Ainsi, elle ne se soucie pas de connaître mon passé ou savoir qui je suis ? Mon estime personnelle prend un coup. Elle n'a que faire de ma personne, du moment que je lui procure un orgasme ?

— Autre chose, continué-je en fin de compte.

— Oui ?

— Pourquoi ne veux-tu pas des moments de tendresse ?

— Qu'est-ce que tu veux dire ? demande-t-elle en attachant ses cheveux en un chignon mal fait.

— Je veux dire un peu de douceur pendant qu'on baise, enfin, faire... Non. Laisse tomber, en fait, finis-je par dire.

— Faire l'amour ?

— Ouais.

— Je n'aime pas ça. Pourquoi ? Ça ne te plaît pas ? s'étonne-t-elle en se mettant sur le bord du lit.

— Oh si ! Plus que tu l'imagines. Simplement, je pensais qu'il y avait une raison à cela, la défie-je en remontant mes lunettes.

— Et bien, non ! lâche-t-elle si spontanément, que le doute me submerge durant quelques instants. Ce sont des fantasmes enfin assouvis. Tu n'en as pas ?

— J'ai la chance de pouvoir les réaliser aussi..., lui fais-je remarquer pour lui laisser entendre qu'elle en était la protagoniste.

Elle sourit avec grâce, laissant ses fossettes apparaître au coin de sa bouche.

— Je dois partir, James. Tu pars pendant les vacances de Noël ?

— Oui à Londres durant toutes les vacances.

— Tu passes quand tu reviens ? me propose-t-elle en se levant.

— Tu ne pars pas ?

— Si, mais je serais de retour. De toute façon, tu sais où j'habite, décrète-t-elle en prenant son sac.

— Comment oublier !

Elle se penche et m'embrasse sur la joue. Je la retiens par le bras.

— Pourquoi tu ne veux pas que je t'embrasse ? demandé-je, désireux de le faire fougueusement.

— Embrasser, c'est s'attacher.

— Pas forcément. C'est sensuel.

— Oui mais dans le cas de l'amour pas du sexe, lâche-t-elle d'un ton ferme.

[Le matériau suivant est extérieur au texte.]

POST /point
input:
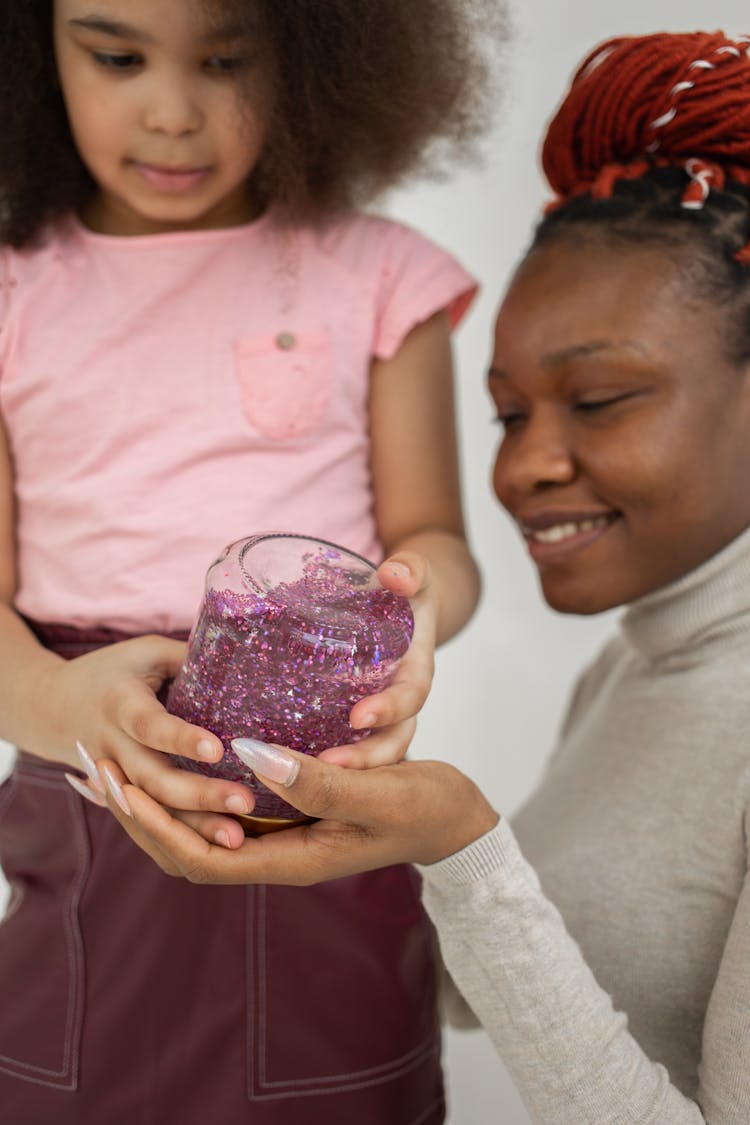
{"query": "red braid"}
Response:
(639, 102)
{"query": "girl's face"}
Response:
(168, 108)
(625, 456)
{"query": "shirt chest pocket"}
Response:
(285, 381)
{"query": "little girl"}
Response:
(201, 339)
(604, 941)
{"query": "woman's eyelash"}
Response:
(601, 403)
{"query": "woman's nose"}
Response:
(173, 108)
(535, 456)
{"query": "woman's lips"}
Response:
(552, 539)
(175, 180)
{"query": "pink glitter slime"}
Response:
(287, 662)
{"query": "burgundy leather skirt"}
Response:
(132, 998)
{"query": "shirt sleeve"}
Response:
(417, 279)
(570, 1053)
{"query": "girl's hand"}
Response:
(391, 713)
(107, 702)
(413, 811)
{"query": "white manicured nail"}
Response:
(90, 768)
(268, 761)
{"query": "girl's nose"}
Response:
(172, 109)
(536, 456)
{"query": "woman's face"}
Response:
(625, 457)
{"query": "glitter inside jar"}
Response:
(291, 633)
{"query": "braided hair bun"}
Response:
(642, 102)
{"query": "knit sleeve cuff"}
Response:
(494, 852)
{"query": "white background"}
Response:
(500, 686)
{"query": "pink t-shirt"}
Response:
(165, 395)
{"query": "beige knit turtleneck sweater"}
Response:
(619, 990)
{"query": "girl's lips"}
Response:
(174, 180)
(565, 537)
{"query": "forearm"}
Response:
(506, 946)
(453, 576)
(27, 712)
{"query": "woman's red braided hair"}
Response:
(649, 101)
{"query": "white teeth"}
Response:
(561, 531)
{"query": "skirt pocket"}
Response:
(44, 854)
(342, 988)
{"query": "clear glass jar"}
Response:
(291, 633)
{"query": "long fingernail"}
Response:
(83, 790)
(90, 767)
(268, 761)
(116, 790)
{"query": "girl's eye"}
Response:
(116, 61)
(226, 64)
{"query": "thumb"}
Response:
(405, 573)
(317, 789)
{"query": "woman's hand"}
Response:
(107, 702)
(391, 713)
(413, 811)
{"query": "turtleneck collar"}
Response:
(708, 602)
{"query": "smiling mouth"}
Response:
(560, 532)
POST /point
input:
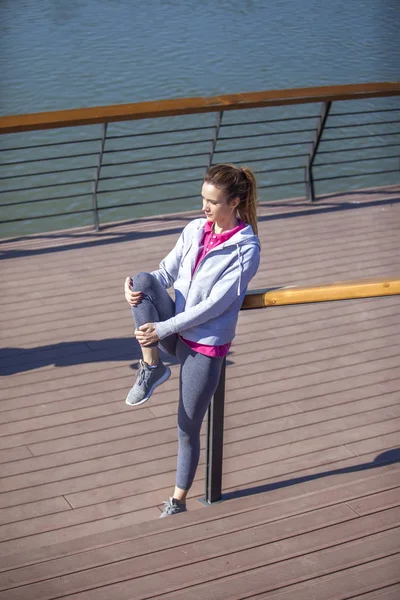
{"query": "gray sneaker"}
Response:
(172, 507)
(146, 382)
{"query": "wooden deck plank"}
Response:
(320, 559)
(351, 583)
(310, 430)
(274, 505)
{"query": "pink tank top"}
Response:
(209, 241)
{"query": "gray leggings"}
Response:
(198, 380)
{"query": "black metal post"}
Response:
(309, 179)
(215, 441)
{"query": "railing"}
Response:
(158, 151)
(262, 299)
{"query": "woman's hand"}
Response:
(146, 334)
(133, 298)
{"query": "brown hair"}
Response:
(237, 182)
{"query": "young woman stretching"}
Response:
(210, 267)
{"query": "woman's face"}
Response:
(215, 204)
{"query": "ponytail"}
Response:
(248, 209)
(237, 183)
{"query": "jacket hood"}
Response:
(244, 236)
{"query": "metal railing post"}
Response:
(214, 140)
(215, 441)
(97, 177)
(309, 179)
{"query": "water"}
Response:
(58, 55)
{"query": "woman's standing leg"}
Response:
(155, 305)
(199, 378)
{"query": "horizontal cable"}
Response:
(145, 202)
(161, 132)
(46, 172)
(280, 169)
(359, 148)
(40, 187)
(156, 146)
(363, 112)
(267, 121)
(340, 162)
(263, 147)
(360, 124)
(357, 174)
(51, 145)
(241, 137)
(263, 187)
(358, 137)
(34, 201)
(151, 173)
(24, 162)
(149, 185)
(143, 160)
(254, 160)
(75, 212)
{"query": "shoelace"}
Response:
(170, 508)
(143, 374)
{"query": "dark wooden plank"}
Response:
(350, 583)
(33, 510)
(264, 572)
(377, 502)
(110, 562)
(278, 503)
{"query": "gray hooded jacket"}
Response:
(207, 304)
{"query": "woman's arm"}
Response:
(223, 294)
(169, 267)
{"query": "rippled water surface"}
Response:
(59, 54)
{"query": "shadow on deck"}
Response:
(311, 459)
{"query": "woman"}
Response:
(210, 267)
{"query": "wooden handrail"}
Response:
(185, 106)
(344, 290)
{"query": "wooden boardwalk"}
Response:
(311, 459)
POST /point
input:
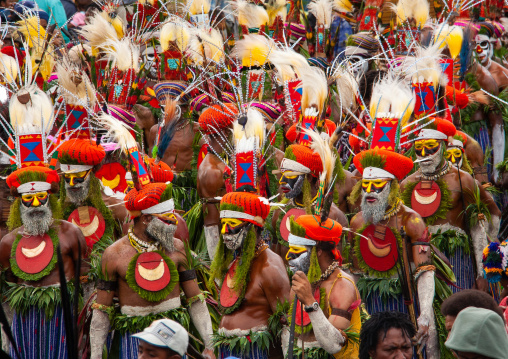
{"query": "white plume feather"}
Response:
(322, 10)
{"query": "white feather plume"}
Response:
(249, 15)
(206, 44)
(322, 147)
(36, 115)
(75, 94)
(124, 53)
(322, 10)
(314, 89)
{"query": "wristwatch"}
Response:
(311, 308)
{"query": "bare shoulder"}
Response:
(271, 264)
(344, 292)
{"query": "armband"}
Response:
(103, 308)
(187, 275)
(424, 268)
(107, 285)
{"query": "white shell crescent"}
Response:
(34, 252)
(151, 274)
(90, 229)
(425, 199)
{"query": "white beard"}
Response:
(374, 212)
(36, 220)
(432, 163)
(80, 196)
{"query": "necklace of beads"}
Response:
(140, 245)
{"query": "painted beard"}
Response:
(432, 163)
(162, 232)
(78, 193)
(295, 190)
(301, 263)
(373, 212)
(235, 241)
(36, 220)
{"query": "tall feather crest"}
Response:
(347, 88)
(424, 66)
(392, 95)
(35, 115)
(8, 68)
(124, 53)
(117, 131)
(249, 15)
(288, 63)
(197, 7)
(115, 21)
(342, 5)
(253, 50)
(176, 32)
(206, 44)
(314, 89)
(322, 10)
(412, 9)
(33, 31)
(276, 8)
(98, 30)
(78, 90)
(328, 158)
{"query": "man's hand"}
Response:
(302, 289)
(421, 336)
(208, 354)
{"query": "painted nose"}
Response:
(36, 202)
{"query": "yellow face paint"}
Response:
(78, 177)
(374, 185)
(34, 199)
(295, 249)
(231, 222)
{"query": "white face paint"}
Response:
(149, 60)
(484, 48)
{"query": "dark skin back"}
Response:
(179, 153)
(268, 284)
(70, 239)
(414, 227)
(116, 259)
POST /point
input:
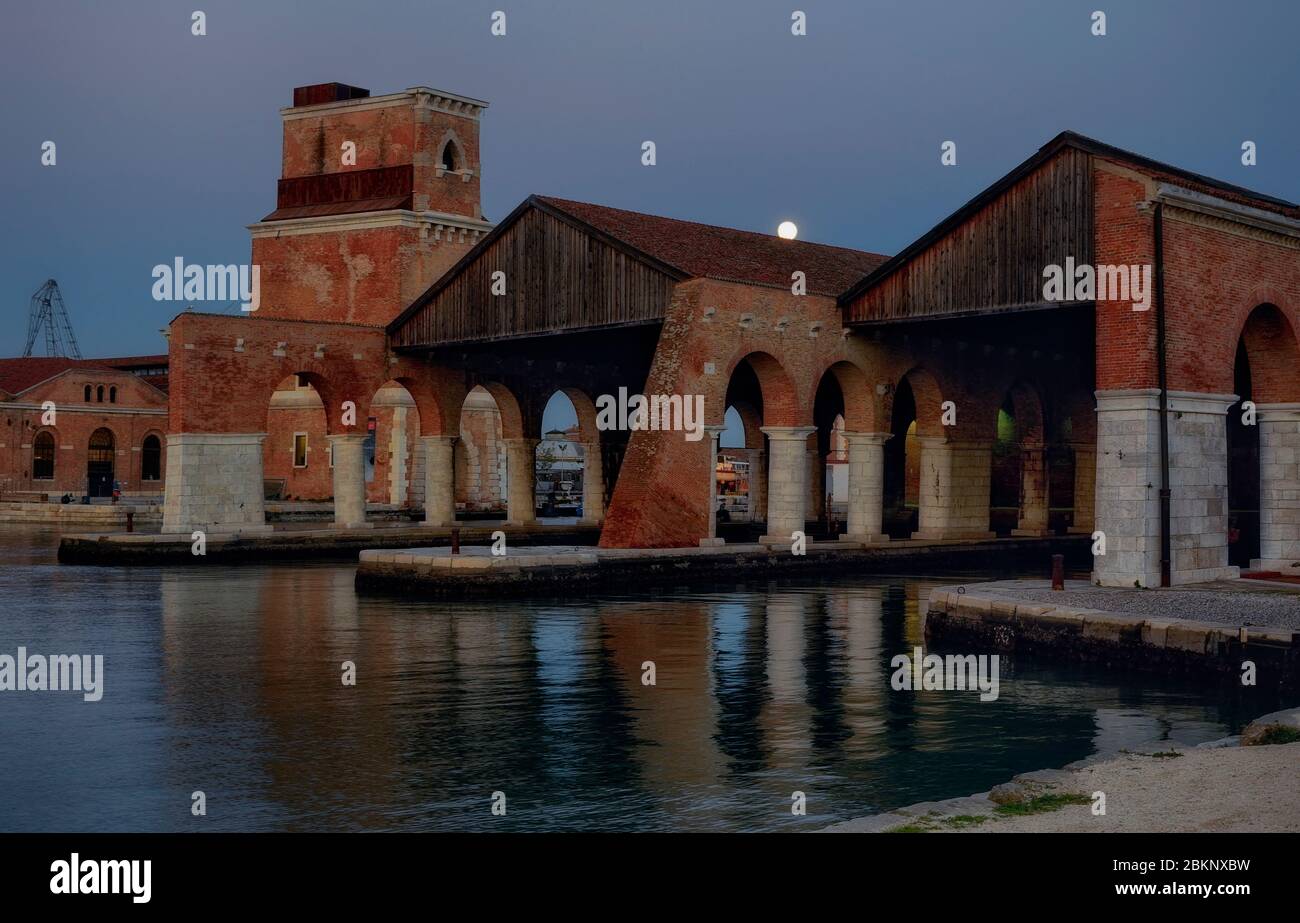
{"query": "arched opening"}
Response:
(1004, 505)
(295, 454)
(151, 459)
(559, 462)
(450, 156)
(762, 395)
(740, 469)
(393, 454)
(1018, 469)
(827, 411)
(1264, 443)
(480, 453)
(99, 463)
(902, 466)
(43, 456)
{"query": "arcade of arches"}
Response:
(931, 395)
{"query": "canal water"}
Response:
(228, 680)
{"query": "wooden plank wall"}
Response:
(996, 258)
(557, 278)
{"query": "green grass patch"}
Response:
(1279, 733)
(1040, 805)
(965, 820)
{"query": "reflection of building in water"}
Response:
(674, 720)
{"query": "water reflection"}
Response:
(228, 680)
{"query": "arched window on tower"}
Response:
(43, 456)
(151, 459)
(450, 156)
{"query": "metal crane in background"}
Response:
(47, 311)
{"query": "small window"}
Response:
(151, 459)
(43, 456)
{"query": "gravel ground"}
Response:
(1227, 605)
(1233, 789)
(1222, 789)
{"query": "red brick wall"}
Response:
(74, 421)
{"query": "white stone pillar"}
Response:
(757, 485)
(521, 475)
(1034, 492)
(349, 451)
(593, 484)
(817, 485)
(866, 486)
(954, 489)
(714, 433)
(1129, 477)
(787, 485)
(1084, 488)
(440, 480)
(213, 484)
(1279, 488)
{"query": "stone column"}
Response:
(787, 486)
(817, 484)
(593, 484)
(1034, 492)
(866, 486)
(954, 489)
(1084, 488)
(1129, 479)
(1279, 488)
(521, 475)
(213, 484)
(713, 434)
(440, 480)
(349, 450)
(757, 485)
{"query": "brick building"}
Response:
(404, 351)
(79, 427)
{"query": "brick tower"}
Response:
(378, 196)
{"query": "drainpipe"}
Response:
(1162, 382)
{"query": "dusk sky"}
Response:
(168, 144)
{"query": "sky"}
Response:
(168, 143)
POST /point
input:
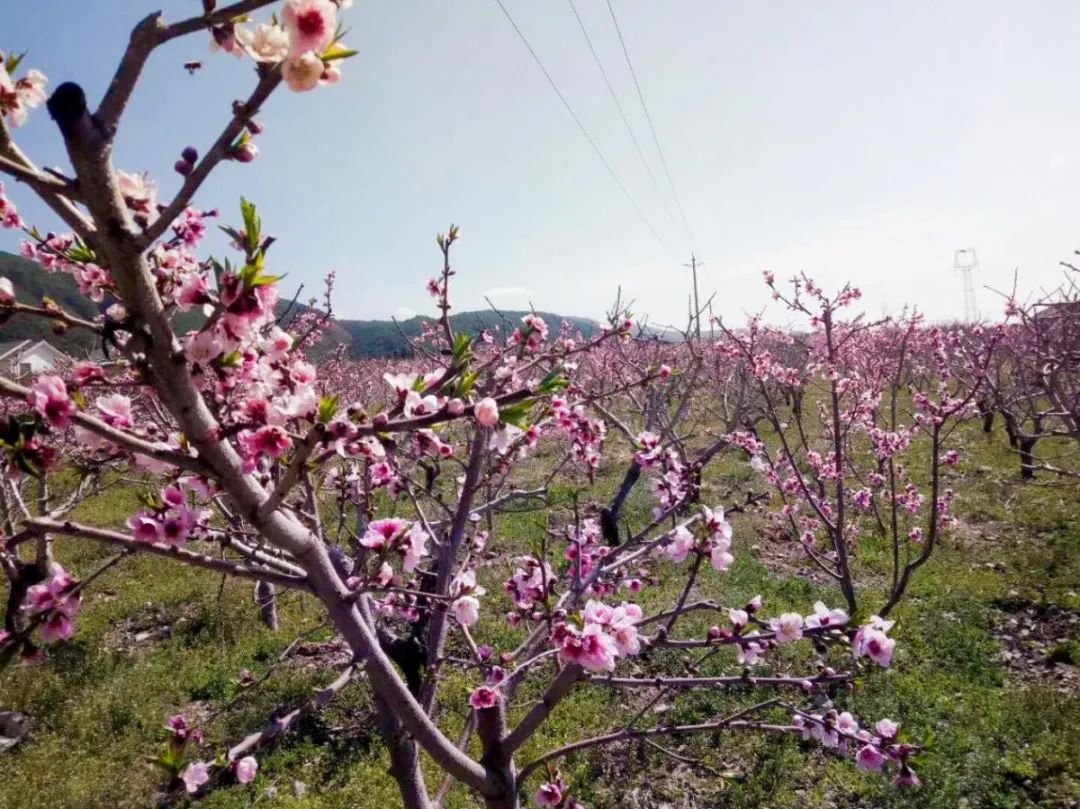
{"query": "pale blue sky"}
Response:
(861, 140)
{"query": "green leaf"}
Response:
(252, 221)
(14, 62)
(7, 655)
(266, 280)
(327, 406)
(516, 414)
(462, 346)
(467, 382)
(230, 361)
(338, 52)
(554, 381)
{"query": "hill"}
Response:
(366, 338)
(389, 338)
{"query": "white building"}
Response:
(27, 358)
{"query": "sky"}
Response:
(854, 142)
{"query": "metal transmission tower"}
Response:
(966, 263)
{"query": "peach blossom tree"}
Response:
(265, 471)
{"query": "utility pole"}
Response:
(966, 263)
(694, 264)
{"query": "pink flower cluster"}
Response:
(553, 794)
(840, 731)
(586, 435)
(9, 215)
(18, 96)
(55, 599)
(172, 522)
(714, 539)
(609, 633)
(401, 537)
(50, 399)
(871, 641)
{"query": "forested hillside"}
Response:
(364, 337)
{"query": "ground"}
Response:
(985, 675)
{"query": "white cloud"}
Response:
(509, 296)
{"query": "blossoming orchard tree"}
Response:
(376, 497)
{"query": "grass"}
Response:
(996, 740)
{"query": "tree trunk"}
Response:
(266, 596)
(1026, 458)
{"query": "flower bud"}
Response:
(245, 152)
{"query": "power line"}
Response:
(584, 132)
(625, 121)
(648, 118)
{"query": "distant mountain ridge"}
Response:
(365, 338)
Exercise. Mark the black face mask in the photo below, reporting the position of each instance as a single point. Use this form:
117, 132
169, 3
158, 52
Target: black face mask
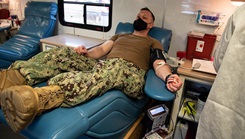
140, 25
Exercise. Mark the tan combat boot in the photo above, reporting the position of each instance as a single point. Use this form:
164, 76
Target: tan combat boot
21, 104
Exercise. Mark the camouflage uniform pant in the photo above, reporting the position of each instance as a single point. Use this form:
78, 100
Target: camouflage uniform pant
82, 78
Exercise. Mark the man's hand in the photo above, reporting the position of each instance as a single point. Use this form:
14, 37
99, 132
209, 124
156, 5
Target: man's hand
81, 50
173, 83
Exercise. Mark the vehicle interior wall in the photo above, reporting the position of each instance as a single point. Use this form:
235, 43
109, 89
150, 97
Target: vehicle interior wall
177, 15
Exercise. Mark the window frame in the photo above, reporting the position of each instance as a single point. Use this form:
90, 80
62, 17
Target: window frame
85, 25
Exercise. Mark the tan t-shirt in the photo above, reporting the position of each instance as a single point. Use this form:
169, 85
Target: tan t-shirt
135, 49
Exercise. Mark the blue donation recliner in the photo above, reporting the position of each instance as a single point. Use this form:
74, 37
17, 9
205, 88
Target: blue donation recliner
39, 22
107, 116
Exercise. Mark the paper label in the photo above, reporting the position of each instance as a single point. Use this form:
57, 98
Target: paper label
199, 46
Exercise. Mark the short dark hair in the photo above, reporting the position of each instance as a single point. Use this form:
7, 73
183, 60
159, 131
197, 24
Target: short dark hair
147, 9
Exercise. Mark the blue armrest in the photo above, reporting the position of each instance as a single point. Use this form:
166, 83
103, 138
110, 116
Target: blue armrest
156, 89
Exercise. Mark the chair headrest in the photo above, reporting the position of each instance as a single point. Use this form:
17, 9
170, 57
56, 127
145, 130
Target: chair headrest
161, 34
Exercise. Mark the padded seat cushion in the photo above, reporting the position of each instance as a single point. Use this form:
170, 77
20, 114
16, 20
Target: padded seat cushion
20, 47
87, 118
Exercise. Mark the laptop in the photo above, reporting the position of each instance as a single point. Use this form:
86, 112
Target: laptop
203, 66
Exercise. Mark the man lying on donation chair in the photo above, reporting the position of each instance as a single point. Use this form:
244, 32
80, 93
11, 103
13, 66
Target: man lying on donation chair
76, 75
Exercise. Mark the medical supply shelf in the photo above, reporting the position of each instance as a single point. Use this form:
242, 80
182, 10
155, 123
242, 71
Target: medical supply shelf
189, 77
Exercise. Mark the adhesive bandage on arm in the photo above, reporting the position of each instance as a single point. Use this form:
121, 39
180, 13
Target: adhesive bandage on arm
160, 64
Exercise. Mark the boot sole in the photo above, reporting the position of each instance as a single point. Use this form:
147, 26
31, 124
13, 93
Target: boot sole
19, 105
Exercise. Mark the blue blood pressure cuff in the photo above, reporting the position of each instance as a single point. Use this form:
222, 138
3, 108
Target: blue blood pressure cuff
157, 54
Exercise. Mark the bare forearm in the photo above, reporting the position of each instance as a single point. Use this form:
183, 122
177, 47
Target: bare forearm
96, 53
161, 70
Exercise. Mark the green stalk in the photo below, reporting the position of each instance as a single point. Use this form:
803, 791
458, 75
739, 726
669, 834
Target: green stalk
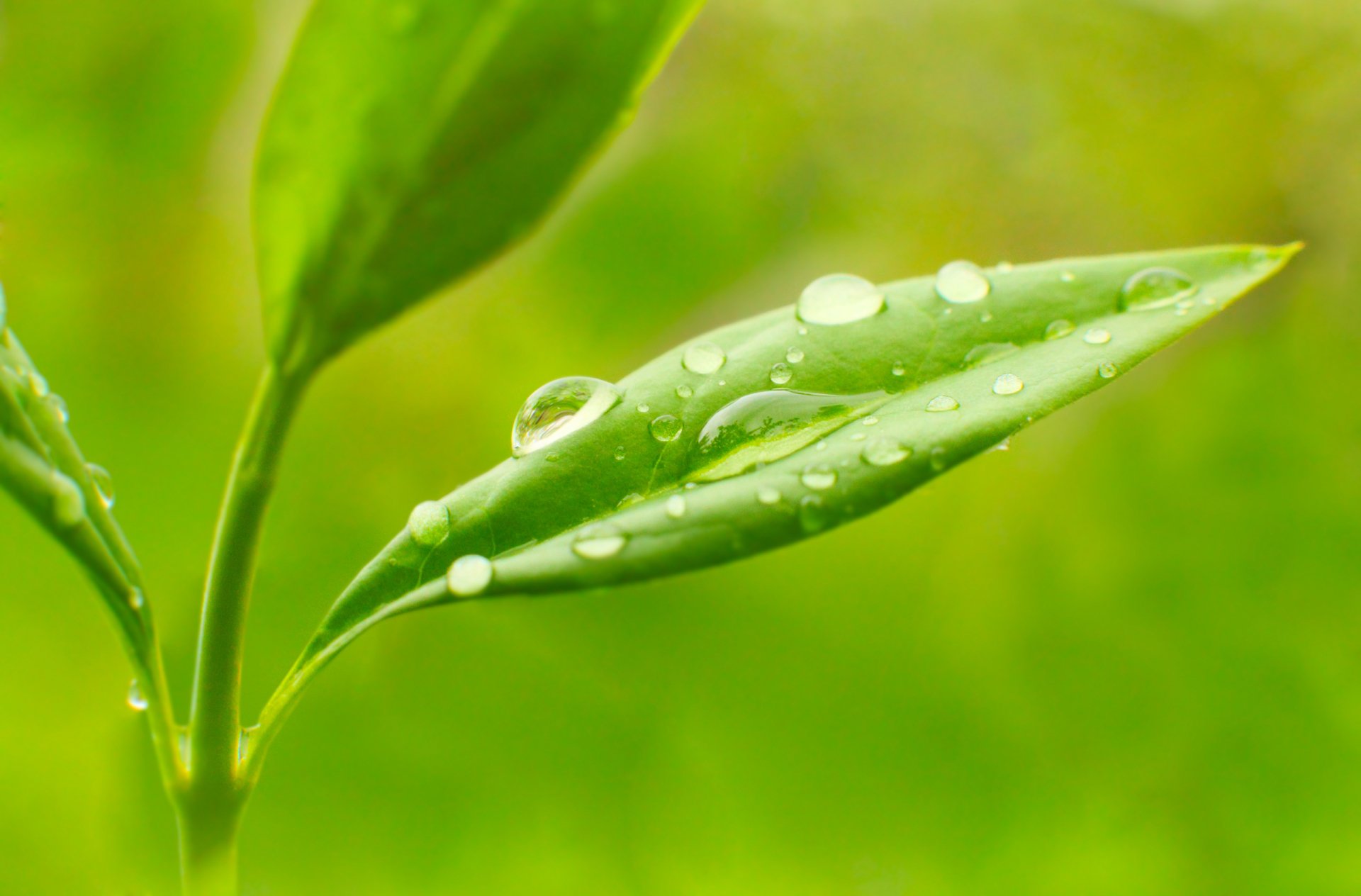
214, 797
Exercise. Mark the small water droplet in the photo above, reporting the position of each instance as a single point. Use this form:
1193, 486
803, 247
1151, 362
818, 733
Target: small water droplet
963, 284
102, 481
136, 699
1007, 384
429, 523
704, 359
666, 428
1156, 288
987, 353
839, 298
1059, 328
599, 542
469, 575
884, 452
560, 409
818, 477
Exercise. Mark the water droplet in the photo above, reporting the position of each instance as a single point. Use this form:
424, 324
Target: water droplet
839, 298
1156, 288
429, 523
704, 359
963, 284
67, 500
987, 353
1007, 384
884, 452
560, 409
469, 575
766, 427
666, 428
818, 477
813, 515
599, 542
1059, 328
102, 483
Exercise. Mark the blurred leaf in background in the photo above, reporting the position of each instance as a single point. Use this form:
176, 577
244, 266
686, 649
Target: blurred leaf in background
1121, 658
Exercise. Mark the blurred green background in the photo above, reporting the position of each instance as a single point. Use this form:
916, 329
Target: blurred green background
1123, 658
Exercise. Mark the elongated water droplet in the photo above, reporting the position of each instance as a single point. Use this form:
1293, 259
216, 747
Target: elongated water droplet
963, 284
666, 428
987, 353
818, 477
1007, 384
429, 523
599, 542
102, 483
469, 575
1156, 288
839, 298
1059, 328
884, 452
704, 359
560, 409
766, 427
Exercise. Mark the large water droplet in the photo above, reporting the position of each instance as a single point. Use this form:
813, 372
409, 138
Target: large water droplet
1007, 384
963, 282
666, 428
136, 699
839, 298
818, 477
704, 359
766, 427
599, 542
1156, 288
987, 353
883, 451
469, 575
560, 409
429, 523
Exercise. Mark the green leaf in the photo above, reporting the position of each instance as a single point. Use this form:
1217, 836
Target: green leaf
411, 142
851, 430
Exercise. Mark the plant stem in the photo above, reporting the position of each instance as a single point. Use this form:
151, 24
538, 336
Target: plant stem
215, 715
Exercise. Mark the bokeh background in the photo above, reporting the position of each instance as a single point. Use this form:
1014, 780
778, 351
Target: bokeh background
1123, 658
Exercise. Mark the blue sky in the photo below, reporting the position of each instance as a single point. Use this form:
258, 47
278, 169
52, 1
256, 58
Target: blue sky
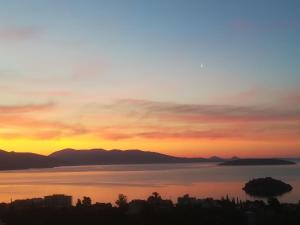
78, 53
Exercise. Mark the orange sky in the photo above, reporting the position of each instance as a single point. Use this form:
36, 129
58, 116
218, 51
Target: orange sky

— Un jour, tu m'embrasseras.

— L'espoir fait vivre.

— Je suis tenace, Charlie.

— Et moi déterminée, James.

— Tu craqueras, continué-je.

— Et toi, tu as déjà craqué.

Un ange passe.

— Merci pour le compte-rendu, me remercie-t-elle avec un clin d'œil.

Je souris, fier. Elle se retourne une dernière fois et claque la porte. Ce n'est qu'en me levant que je remarque son numéro de téléphone sur ma table de chevet.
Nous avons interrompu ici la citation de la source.